We work hard to centre “lived experience” in our campaigning, but are unable to value that experience financially due to legal constraints (almost all people seeking asylum, and other undocumented migrants, are unable to work legally in the UK). This means inequity across immigration status (and therefore race) exists within our work, and we have discussed with the campaigners we work with about the best ways to value and respect their labour. We encourage allies to stand in solidarity, act with, and sometimes lead action on behalf of those impacted, but must take more of a role in disseminating the anti-racist ideals we stand by across that growing network. We recognise it is not simple, that it is a process.
To date, our conversations and implementations have taken a number of forms, starting by having time as a team to examine our own relationships with and understandings of race and racism. We will be looking to receive relevant training from anti-racism experts and have staff time designated to anti-racism as a key conversation in our work, ensuring actions are being fulfilled and learning is continual. We have put our policies on the table to consider their gaps and barriers, from recruitment to expectations of team members, and we are working on guidance that can be given to volunteers, staff and trustees to ensure our anti-racist approach is clear and accountable.

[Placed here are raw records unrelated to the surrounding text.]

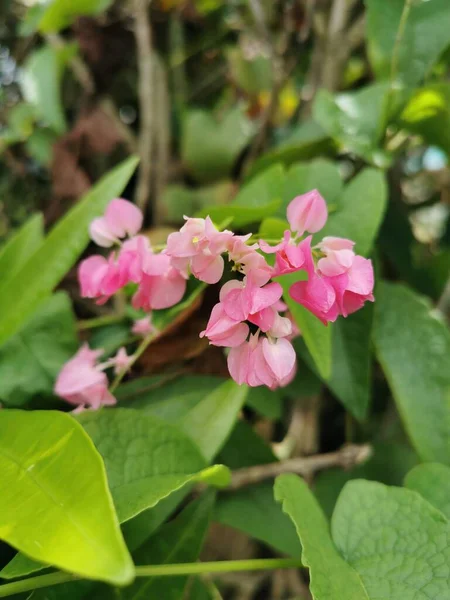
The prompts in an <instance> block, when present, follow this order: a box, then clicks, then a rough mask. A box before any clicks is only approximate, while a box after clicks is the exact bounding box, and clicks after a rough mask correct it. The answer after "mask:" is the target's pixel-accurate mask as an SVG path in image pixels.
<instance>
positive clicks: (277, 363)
mask: <svg viewBox="0 0 450 600" xmlns="http://www.w3.org/2000/svg"><path fill="white" fill-rule="evenodd" d="M262 350H263V354H264V358H265V359H266V362H267V364H268V366H269V368H270V370H271V371H272V373H273V375H274V377H275V378H276V379H277V381H282V380H283V379H284V378H285V377H287V376H288V375H289V374H290V373H291V371H292V369H293V368H294V365H295V350H294V348H293V346H292V344H291V343H290V342H288V340H286V339H284V338H280V339H278V340H277V341H276V342H275V343H274V342H270V341H269V340H268V339H267V338H265V339H264V340H263V342H262Z"/></svg>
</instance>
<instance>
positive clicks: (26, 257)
mask: <svg viewBox="0 0 450 600" xmlns="http://www.w3.org/2000/svg"><path fill="white" fill-rule="evenodd" d="M43 239H44V227H43V218H42V214H41V213H36V214H35V215H33V216H32V217H30V218H29V219H28V221H26V223H24V224H23V225H22V227H21V228H20V229H19V230H18V231H17V232H16V233H15V234H14V235H13V236H12V237H11V238H10V239H9V240H8V241H7V242H6V243H5V244H3V246H2V247H1V248H0V273H1V274H2V280H1V282H0V289H5V287H6V285H8V284H9V281H10V280H11V279H12V277H13V276H14V275H15V274H16V273H17V271H19V269H20V268H21V267H23V265H24V264H25V262H26V261H27V260H28V259H29V258H30V256H32V255H33V253H34V252H36V250H37V249H38V248H39V246H40V245H41V244H42V241H43Z"/></svg>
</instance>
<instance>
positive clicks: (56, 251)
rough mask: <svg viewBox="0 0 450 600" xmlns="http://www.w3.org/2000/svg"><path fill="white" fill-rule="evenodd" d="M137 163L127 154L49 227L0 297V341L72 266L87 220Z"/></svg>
mask: <svg viewBox="0 0 450 600" xmlns="http://www.w3.org/2000/svg"><path fill="white" fill-rule="evenodd" d="M136 165H137V159H136V158H135V157H132V158H129V159H128V160H126V161H125V162H123V163H121V164H120V165H119V166H118V167H116V168H115V169H113V170H112V171H110V172H109V173H108V174H107V175H105V176H104V177H103V178H102V179H101V180H100V181H99V182H98V183H96V184H95V185H94V186H93V187H92V189H91V190H89V192H88V193H87V194H86V195H85V196H84V197H83V198H82V200H80V202H78V203H77V204H76V206H75V207H74V208H72V209H71V210H70V211H69V212H68V213H67V215H65V216H64V217H63V218H62V219H61V220H60V221H59V222H58V223H57V225H55V227H54V228H53V229H52V230H51V231H50V233H49V234H48V236H47V237H46V238H45V240H44V242H43V243H42V244H41V246H40V247H39V249H38V250H37V251H36V252H35V253H34V254H33V255H32V256H31V257H30V258H29V259H28V260H27V261H26V263H25V264H24V265H23V266H22V268H21V269H20V270H19V271H18V272H17V273H16V275H15V276H14V277H13V278H12V279H11V281H10V284H9V288H8V294H3V295H2V296H1V297H0V344H2V343H3V342H5V341H6V340H7V339H8V338H9V337H11V336H12V335H14V334H15V333H16V332H17V331H18V330H19V329H20V328H21V326H22V325H23V324H24V322H25V321H26V320H27V319H28V318H29V317H30V316H31V315H32V314H33V312H34V311H35V310H36V308H37V306H38V305H39V304H40V303H41V302H42V301H43V300H44V299H45V298H46V297H47V296H48V295H49V294H50V292H51V291H52V290H53V288H54V287H55V286H56V285H57V284H58V283H59V282H60V280H61V279H62V278H63V276H64V275H65V274H66V272H67V271H68V270H69V269H70V268H71V267H72V266H73V264H74V263H75V262H76V260H77V259H78V257H79V256H80V254H81V253H82V251H83V249H84V247H85V246H86V244H87V243H88V241H89V233H88V226H89V223H90V222H91V221H92V219H94V218H95V217H96V216H98V215H99V214H100V213H101V212H102V210H103V209H104V208H105V207H106V205H107V203H108V202H109V201H110V200H111V199H112V198H114V197H116V196H118V195H119V194H120V193H121V191H122V190H123V188H124V187H125V185H126V183H127V181H128V180H129V178H130V177H131V175H132V173H133V171H134V169H135V168H136Z"/></svg>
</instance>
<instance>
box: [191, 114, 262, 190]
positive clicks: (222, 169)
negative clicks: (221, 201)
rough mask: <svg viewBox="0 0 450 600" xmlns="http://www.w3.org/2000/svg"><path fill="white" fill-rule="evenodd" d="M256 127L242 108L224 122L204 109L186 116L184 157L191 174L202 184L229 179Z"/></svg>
mask: <svg viewBox="0 0 450 600" xmlns="http://www.w3.org/2000/svg"><path fill="white" fill-rule="evenodd" d="M253 130H254V128H253V125H252V123H251V121H250V120H249V119H248V117H247V116H246V115H245V113H244V111H243V110H242V108H240V107H236V108H234V109H232V110H230V111H229V112H228V113H227V114H226V115H225V117H224V118H223V119H222V120H221V121H220V122H218V121H216V119H215V118H214V117H213V116H212V115H211V114H210V113H209V112H206V111H203V110H192V111H190V112H188V113H187V114H186V116H185V121H184V123H183V132H182V139H181V157H182V160H183V163H184V164H185V165H186V167H187V169H188V170H189V172H190V173H191V174H192V175H193V177H194V178H195V179H197V180H198V181H202V182H209V181H214V180H217V179H222V178H223V177H227V176H228V175H229V174H230V172H231V169H232V168H233V165H234V163H235V162H236V159H237V158H238V156H239V154H240V153H241V151H242V150H243V149H244V148H245V146H246V145H247V144H248V142H249V141H250V139H251V137H252V135H253Z"/></svg>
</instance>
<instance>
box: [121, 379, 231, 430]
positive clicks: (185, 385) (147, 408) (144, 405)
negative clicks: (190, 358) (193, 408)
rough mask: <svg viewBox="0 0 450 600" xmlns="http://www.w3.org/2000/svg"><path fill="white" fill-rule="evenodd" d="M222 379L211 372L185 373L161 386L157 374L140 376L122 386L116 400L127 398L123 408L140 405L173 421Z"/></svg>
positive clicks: (159, 416)
mask: <svg viewBox="0 0 450 600" xmlns="http://www.w3.org/2000/svg"><path fill="white" fill-rule="evenodd" d="M223 381H224V380H223V379H222V378H221V377H213V376H211V375H184V376H182V377H178V378H177V379H174V380H172V381H168V382H167V383H166V384H164V385H161V384H158V381H157V380H155V377H141V378H139V379H135V380H133V381H130V382H129V383H125V384H124V385H122V386H120V388H119V389H118V393H117V399H118V400H119V401H121V400H123V401H124V403H123V406H124V407H129V406H131V407H132V408H139V409H141V410H142V411H145V412H146V413H151V414H152V415H155V416H157V417H160V418H161V419H164V420H165V421H169V422H171V423H174V422H176V421H179V420H180V419H182V418H183V417H184V416H185V415H186V414H187V413H188V412H189V411H190V410H192V409H193V408H194V407H195V406H197V404H198V403H199V402H201V400H202V399H203V398H206V396H207V395H208V394H210V393H211V392H213V391H214V390H215V389H216V388H217V387H218V386H219V385H220V384H221V383H223Z"/></svg>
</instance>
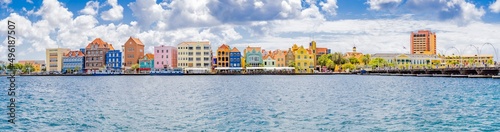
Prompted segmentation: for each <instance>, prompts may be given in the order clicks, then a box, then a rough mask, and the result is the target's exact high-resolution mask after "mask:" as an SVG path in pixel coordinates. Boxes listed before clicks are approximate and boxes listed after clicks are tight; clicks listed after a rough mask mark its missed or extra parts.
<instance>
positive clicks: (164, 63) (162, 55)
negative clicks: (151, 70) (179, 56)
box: [154, 45, 177, 70]
mask: <svg viewBox="0 0 500 132" xmlns="http://www.w3.org/2000/svg"><path fill="white" fill-rule="evenodd" d="M154 56H155V59H154V60H155V62H154V65H155V66H154V68H155V70H160V69H172V68H177V48H176V47H174V46H165V45H160V46H155V47H154Z"/></svg>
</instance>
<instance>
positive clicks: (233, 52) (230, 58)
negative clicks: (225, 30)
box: [229, 47, 241, 67]
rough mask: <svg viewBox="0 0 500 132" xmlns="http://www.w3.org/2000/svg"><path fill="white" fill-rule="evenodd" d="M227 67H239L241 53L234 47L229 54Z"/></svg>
mask: <svg viewBox="0 0 500 132" xmlns="http://www.w3.org/2000/svg"><path fill="white" fill-rule="evenodd" d="M229 67H241V52H240V51H239V50H238V49H237V48H236V47H234V48H233V49H232V50H231V52H230V53H229Z"/></svg>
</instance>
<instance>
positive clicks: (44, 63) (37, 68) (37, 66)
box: [0, 60, 45, 72]
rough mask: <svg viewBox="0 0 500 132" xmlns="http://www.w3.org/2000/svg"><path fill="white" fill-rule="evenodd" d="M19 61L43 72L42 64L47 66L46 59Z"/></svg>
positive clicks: (24, 64) (36, 70)
mask: <svg viewBox="0 0 500 132" xmlns="http://www.w3.org/2000/svg"><path fill="white" fill-rule="evenodd" d="M17 63H19V64H22V65H31V66H33V69H31V70H32V71H33V72H41V71H42V66H45V61H44V60H20V61H18V62H17ZM0 65H1V64H0Z"/></svg>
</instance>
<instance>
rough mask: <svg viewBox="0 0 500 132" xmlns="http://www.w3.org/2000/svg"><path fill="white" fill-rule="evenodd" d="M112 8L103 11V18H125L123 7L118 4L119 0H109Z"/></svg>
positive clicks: (114, 20)
mask: <svg viewBox="0 0 500 132" xmlns="http://www.w3.org/2000/svg"><path fill="white" fill-rule="evenodd" d="M108 4H109V5H111V9H109V10H107V11H104V12H102V13H101V18H102V20H106V21H117V20H121V19H122V18H123V7H122V6H121V5H119V4H118V1H117V0H108Z"/></svg>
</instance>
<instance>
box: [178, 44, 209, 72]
mask: <svg viewBox="0 0 500 132" xmlns="http://www.w3.org/2000/svg"><path fill="white" fill-rule="evenodd" d="M212 58H213V55H212V48H211V46H210V42H209V41H198V42H182V43H180V44H178V45H177V67H179V68H182V69H183V71H184V72H185V73H208V72H211V70H212V68H213V67H212V66H213V65H212Z"/></svg>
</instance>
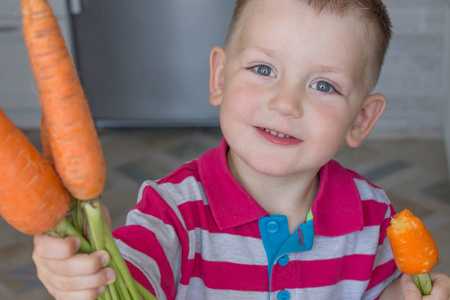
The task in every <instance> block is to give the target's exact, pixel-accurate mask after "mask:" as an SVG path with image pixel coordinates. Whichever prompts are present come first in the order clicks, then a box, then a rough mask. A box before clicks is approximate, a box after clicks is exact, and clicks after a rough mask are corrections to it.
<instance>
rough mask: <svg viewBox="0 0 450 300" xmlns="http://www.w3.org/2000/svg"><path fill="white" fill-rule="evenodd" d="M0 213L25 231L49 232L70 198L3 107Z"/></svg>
mask: <svg viewBox="0 0 450 300" xmlns="http://www.w3.org/2000/svg"><path fill="white" fill-rule="evenodd" d="M0 178H1V179H2V183H1V185H0V214H1V215H2V217H3V218H4V219H5V220H6V221H7V222H8V223H9V224H10V225H11V226H13V227H14V228H16V229H17V230H19V231H21V232H22V233H25V234H39V233H43V232H46V231H47V230H49V229H51V228H53V227H54V226H55V225H56V224H58V223H59V222H60V221H61V220H62V219H63V218H64V217H65V215H66V214H67V212H68V209H69V203H70V197H69V194H68V192H67V190H66V189H65V188H64V187H63V185H62V184H61V181H60V180H59V178H58V175H57V174H56V173H55V171H54V169H53V167H52V165H51V164H49V163H48V162H47V161H46V160H45V159H44V158H43V157H42V156H41V154H40V153H39V151H38V150H37V149H36V148H35V147H34V146H33V145H32V144H31V143H30V141H29V140H28V139H27V138H26V137H25V135H24V134H23V133H22V132H21V131H20V130H19V129H18V128H17V127H16V126H15V125H14V124H13V123H12V122H11V120H9V118H8V117H7V116H6V114H5V113H4V112H3V111H2V110H1V109H0Z"/></svg>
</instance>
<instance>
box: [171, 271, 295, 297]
mask: <svg viewBox="0 0 450 300" xmlns="http://www.w3.org/2000/svg"><path fill="white" fill-rule="evenodd" d="M237 276H239V274H237ZM175 299H179V300H181V299H183V300H184V299H193V300H204V299H214V300H230V299H233V300H234V299H238V300H259V299H261V300H267V299H268V293H267V292H248V291H235V290H215V289H210V288H208V287H206V286H205V284H204V283H203V280H201V279H200V278H197V277H192V278H191V280H190V282H189V285H188V286H186V285H181V284H180V285H178V288H177V296H176V298H175ZM275 299H276V298H275ZM291 299H292V298H291Z"/></svg>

We write this to make our commitment clear: we have a lot of work to do, we must be more active in embedding our anti-racist approach, and honest in examining where we must improve. The Covid-19 crisis is not a time to de-prioritise this approach. As #CharitySoWhite highlighted in their important position paper, coronavirus is disproportionately affecting BAME communities and this isn’t about “choosing between tackling racial injustice and mitigating the impact of COVID-19. The sector should respond with an intersectional approach, taking racial injustices in our society into account, in order to be effective.”